VTT
Kriss Kyle : le clash
Rider BMX écossais, Kriss Kyle privilégie les lignes les plus radicales. Pour son dernier projet, il a affronté les vieilles pierres du Mont-Saint-Michel… à VTT.
Un travail d’équipe : le réal de la vidéo, Pierre Henni, nous raconte, et l’athlète commente pour vous les photos du projet, signées Teddy Morellec.
« C’était sans aucun doute l’un des moments les plus effrayants de tout le film », dit Kriss Kyle qui a challengé le site à VTT.
Mais l’athlète a fait corps avec le Mont-Saint-Michel : « Je ne suis pas le meilleur pour rouler des passages étroits, sans parler de ma peur du vide... mais bon, il fallait que quelqu’un s’en charge », plaisante Kyle.
De haut en bas
Kriss a roulé dans presque tout le Mont-Saint-Michel pendant le tournage. Ce projet a dû concilier performance inédite et respect d’un site emblématique, grâce à des zones de tournage et des modules pensés pour préserver le lieu et l’expérience des visiteurs.
« C’était incroyable de pouvoir installer quelques rampes au Mont-Saint-Michel pour donner vie à notre vision du riding. Même si nous n’avions pas besoin de grand-chose dans un site aussi parfait pour rouler. »
Sa vision du vélo
À 34 ans, Kriss Kyle s’impose comme l’un des riders BMX des plus créatifs.
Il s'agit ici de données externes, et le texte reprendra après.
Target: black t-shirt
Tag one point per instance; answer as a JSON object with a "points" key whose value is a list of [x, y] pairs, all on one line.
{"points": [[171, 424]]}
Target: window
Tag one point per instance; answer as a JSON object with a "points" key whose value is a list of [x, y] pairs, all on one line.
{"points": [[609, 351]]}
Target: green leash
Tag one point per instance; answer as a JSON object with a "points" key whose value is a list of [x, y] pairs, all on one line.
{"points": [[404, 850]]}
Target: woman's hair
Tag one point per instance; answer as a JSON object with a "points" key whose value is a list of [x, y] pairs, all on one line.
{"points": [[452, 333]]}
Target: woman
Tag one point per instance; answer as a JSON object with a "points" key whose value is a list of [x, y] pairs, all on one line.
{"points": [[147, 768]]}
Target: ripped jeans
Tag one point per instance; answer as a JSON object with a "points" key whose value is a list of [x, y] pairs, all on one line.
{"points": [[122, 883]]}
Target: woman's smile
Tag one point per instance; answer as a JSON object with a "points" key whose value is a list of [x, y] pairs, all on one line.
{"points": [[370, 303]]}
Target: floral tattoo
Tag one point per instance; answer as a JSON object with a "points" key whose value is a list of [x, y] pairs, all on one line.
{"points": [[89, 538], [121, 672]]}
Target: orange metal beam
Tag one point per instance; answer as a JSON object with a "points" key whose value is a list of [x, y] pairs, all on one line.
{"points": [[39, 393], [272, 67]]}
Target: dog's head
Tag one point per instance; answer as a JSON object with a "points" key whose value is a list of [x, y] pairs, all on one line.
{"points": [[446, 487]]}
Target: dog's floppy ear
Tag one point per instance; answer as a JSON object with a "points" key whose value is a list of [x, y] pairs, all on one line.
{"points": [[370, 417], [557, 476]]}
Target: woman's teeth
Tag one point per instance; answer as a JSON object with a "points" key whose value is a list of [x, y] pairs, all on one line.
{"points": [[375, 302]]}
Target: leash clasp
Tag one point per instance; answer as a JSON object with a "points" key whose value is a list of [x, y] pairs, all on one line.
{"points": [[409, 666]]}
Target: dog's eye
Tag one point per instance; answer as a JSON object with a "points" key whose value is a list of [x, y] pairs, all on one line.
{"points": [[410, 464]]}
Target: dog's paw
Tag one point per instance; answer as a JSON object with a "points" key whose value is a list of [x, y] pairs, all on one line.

Il privilégie les projets vidéo et transforme des lieux inattendus en terrain de jeu spectaculaire pour repousser les limites de sa discipline.
Air Kyle
« Il sera difficile de surpasser la sensation de dévaler autant de marches que cet endroit peut en offrir ! », savoure Kriss Kyle, qui est notamment connu pour avoir droppé d’un hélicoptère sur le toit d’un building de Dubaï.
Le réalisateur — Pierre Henni
« Filmer un rider comme Kriss Kyle dans un lieu aussi emblématique que le Mont-Saint-Michel était aussi excitant qu’ambitieux.
Le plus grand défi a été le lieu lui-même. Le Mont-Saint-Michel ne pouvait évidemment pas être privatisé, il fallait donc composer avec un flux de visiteurs et concentrer le tournage très tôt le matin et tard le soir. Les journées étaient longues et demandaient beaucoup d’énergie et d’adaptation aux nombreuses variables.
Ensuite, il y a eu la gestion d’une équipe conséquente qui s’est avérée fluide car j’essaye toujours de m’entourer de personnes de confiance, talentueuses et avec lesquelles j’ai déjà eu l’occasion de travailler.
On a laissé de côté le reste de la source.